Ahhh thanks. I thought so.


----------



## Tony A.H (Aug 2, 2009)

8 Inches ??!!!!!!! hmmm i don't know about that.!:think:
i have a 7 Inch Wrist and the BP wears very well. i LOVE it.! :-! i don't even have any problems wearing the Steinhart Watches either ( a 48mm Steini Vs the IWC BP 46.2mm).

you don't need a Big Wrist to pull off Big Watches but rather a Flat wrist !! (IMO). i also have a big forearm and Hand that helps even more.

Cheers;-)
Tony


----------



## Tony A.H (Aug 2, 2009)

hi
you have to try it on and see for your self.
i think and most people go by this Rule: if Lugs don't stick out of your Arm ? the watch won't look ridiculous.

Tony


----------



## Cinq (Apr 21, 2006)

My wrist is a tad less than 7 inches. Here are a few wrist shots:





































I think some will say my wrist is too small but I don't care. I really like the watch, it gets most of the wrist time and I am extremely happy with it.

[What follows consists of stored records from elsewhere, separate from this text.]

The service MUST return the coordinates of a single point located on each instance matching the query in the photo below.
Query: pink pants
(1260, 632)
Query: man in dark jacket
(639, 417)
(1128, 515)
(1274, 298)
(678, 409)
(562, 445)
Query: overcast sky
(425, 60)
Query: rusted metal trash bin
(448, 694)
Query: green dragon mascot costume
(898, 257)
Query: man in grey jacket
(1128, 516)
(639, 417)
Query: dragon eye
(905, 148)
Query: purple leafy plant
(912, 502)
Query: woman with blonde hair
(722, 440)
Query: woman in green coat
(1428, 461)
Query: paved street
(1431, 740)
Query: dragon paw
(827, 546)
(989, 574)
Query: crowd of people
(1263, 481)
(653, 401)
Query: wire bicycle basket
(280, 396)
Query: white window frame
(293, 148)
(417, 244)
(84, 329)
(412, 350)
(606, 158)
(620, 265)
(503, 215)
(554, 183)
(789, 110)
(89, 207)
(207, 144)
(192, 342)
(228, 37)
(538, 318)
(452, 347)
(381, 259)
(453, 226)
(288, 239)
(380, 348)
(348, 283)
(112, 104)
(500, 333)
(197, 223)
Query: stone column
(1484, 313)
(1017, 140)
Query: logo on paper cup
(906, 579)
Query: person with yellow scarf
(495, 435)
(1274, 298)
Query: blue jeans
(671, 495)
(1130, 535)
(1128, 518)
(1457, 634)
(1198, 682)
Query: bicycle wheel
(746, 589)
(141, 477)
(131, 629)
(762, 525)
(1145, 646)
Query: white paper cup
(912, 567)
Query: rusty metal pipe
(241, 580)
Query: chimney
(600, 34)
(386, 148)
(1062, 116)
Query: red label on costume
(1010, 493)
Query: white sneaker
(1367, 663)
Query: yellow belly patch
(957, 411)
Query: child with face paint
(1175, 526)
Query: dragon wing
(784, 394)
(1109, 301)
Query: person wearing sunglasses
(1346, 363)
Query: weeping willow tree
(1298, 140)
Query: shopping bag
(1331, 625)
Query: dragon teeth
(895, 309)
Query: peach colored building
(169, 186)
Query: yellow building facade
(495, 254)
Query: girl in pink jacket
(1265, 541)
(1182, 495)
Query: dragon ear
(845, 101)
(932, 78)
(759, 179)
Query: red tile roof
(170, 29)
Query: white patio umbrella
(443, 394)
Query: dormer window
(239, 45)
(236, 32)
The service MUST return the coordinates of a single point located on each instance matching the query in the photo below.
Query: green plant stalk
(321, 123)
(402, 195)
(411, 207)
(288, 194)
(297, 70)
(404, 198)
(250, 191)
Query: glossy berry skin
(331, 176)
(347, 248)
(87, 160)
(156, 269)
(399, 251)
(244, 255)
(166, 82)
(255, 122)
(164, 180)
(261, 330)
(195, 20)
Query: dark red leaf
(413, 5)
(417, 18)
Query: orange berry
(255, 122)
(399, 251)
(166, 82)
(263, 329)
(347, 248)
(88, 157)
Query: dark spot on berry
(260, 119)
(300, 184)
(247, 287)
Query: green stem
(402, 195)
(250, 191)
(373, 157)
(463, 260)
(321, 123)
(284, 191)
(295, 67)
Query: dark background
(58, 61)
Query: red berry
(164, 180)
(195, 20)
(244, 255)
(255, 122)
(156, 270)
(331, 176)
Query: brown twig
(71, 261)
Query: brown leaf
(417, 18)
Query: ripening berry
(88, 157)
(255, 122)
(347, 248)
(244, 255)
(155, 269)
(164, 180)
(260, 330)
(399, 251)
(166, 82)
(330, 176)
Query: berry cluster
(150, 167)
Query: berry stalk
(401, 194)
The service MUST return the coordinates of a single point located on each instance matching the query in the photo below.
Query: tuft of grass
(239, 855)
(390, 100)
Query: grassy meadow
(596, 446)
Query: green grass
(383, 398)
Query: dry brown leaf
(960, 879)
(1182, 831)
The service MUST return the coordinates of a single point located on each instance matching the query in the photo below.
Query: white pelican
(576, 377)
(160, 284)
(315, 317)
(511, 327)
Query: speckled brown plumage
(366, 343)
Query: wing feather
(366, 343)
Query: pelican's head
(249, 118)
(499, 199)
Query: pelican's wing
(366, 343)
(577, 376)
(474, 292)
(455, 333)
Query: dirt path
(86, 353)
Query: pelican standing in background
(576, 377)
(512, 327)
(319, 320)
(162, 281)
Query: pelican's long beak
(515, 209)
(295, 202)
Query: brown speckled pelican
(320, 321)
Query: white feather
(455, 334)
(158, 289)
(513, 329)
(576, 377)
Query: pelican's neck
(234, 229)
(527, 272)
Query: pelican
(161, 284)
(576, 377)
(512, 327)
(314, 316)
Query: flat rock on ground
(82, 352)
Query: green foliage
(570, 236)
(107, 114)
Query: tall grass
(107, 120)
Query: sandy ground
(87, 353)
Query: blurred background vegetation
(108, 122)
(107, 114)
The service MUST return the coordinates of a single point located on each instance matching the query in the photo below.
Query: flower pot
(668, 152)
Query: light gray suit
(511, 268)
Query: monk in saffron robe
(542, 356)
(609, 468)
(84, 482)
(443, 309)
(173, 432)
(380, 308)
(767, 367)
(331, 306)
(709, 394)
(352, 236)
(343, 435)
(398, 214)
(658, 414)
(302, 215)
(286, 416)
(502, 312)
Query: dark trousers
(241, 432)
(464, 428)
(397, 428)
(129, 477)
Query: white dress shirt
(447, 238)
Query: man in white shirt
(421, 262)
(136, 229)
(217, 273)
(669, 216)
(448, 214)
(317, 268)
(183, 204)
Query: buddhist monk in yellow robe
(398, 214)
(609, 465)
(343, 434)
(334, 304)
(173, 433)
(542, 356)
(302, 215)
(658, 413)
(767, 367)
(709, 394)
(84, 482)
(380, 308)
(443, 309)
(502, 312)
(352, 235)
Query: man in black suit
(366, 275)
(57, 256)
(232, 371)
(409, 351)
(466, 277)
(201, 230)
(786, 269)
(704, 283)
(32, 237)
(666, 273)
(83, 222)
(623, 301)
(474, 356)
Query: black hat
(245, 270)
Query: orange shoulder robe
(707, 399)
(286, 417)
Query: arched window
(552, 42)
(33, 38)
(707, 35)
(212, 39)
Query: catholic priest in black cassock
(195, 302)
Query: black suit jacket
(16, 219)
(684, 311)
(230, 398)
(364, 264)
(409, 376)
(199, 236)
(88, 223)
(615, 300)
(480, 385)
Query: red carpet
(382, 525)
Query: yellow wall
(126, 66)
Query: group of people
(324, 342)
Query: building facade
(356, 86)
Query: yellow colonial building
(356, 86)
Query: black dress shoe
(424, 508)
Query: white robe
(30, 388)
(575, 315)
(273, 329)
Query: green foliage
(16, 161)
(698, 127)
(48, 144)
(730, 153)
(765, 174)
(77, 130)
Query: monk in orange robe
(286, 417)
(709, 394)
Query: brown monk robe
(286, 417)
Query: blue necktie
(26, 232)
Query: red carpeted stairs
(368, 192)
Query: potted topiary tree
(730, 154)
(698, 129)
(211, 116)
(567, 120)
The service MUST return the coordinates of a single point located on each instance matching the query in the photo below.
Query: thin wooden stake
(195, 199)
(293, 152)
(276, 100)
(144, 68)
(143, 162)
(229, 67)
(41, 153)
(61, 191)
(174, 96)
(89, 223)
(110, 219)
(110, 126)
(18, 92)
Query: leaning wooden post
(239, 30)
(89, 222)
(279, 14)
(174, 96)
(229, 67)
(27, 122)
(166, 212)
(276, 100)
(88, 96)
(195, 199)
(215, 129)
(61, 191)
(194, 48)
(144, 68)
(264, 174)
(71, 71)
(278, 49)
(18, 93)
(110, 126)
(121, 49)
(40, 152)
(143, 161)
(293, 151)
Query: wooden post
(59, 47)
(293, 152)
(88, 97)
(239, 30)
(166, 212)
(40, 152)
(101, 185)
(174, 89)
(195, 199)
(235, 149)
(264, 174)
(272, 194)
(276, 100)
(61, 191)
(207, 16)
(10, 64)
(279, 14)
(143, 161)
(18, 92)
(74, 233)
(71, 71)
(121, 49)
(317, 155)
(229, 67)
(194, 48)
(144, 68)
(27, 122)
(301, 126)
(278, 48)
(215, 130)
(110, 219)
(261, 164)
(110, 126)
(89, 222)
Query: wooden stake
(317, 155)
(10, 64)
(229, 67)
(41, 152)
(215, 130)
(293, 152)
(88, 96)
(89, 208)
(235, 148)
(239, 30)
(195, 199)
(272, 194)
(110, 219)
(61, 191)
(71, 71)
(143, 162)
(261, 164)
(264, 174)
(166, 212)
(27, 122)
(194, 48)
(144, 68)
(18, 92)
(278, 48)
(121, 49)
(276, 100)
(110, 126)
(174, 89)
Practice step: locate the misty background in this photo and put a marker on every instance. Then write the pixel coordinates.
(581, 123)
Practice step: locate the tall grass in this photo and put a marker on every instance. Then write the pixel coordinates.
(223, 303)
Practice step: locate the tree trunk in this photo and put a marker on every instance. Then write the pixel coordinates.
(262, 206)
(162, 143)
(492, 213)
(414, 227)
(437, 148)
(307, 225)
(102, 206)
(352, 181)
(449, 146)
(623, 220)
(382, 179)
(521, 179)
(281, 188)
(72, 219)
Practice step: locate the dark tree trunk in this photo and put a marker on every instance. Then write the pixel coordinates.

A few shots from this evening at the beach, just before sunset:



















Kind regards,

Cinq


----------



## roseskunk (Jul 20, 2008)

I've got 8' wrists and am a fairly imposing guy. In my thirties I would have bought a BP and worn it without issue. Now I'm in my fifties and prefer smaller watches, though I do have a 45 orange PO that fits just fine. Probably the upper limit in size for me though... My speedy looks small when compared to the PO- but then most watches would. I like them 40-44mm. Hell, I even have a Kontiki that's only 34mm. I wear it with a custom band, and it's a delight- nice contrast between it and the bigger ones. 

If the lugs are over the wrist, it's too big... if the band drops straight down, it's damned close.


----------



## cl0r0x70 (Feb 2, 2010)

Wrist size be damned. People always put waaay too much emphasis on that.

Whether or not you can pull off a big, noticeable watch without looking like a tool has a lot more to do with personal style and confidence.


----------



## Dimer (Jun 24, 2008)

cl0r0x70 said:


> Wrist size be damned. People always put waaay too much emphasis on that.
> 
> Whether or not you can pull off a big, noticeable watch without looking like a tool has a lot more to do with personal style and confidence.


I totally agree with you. Nothing more to add really ;-)


----------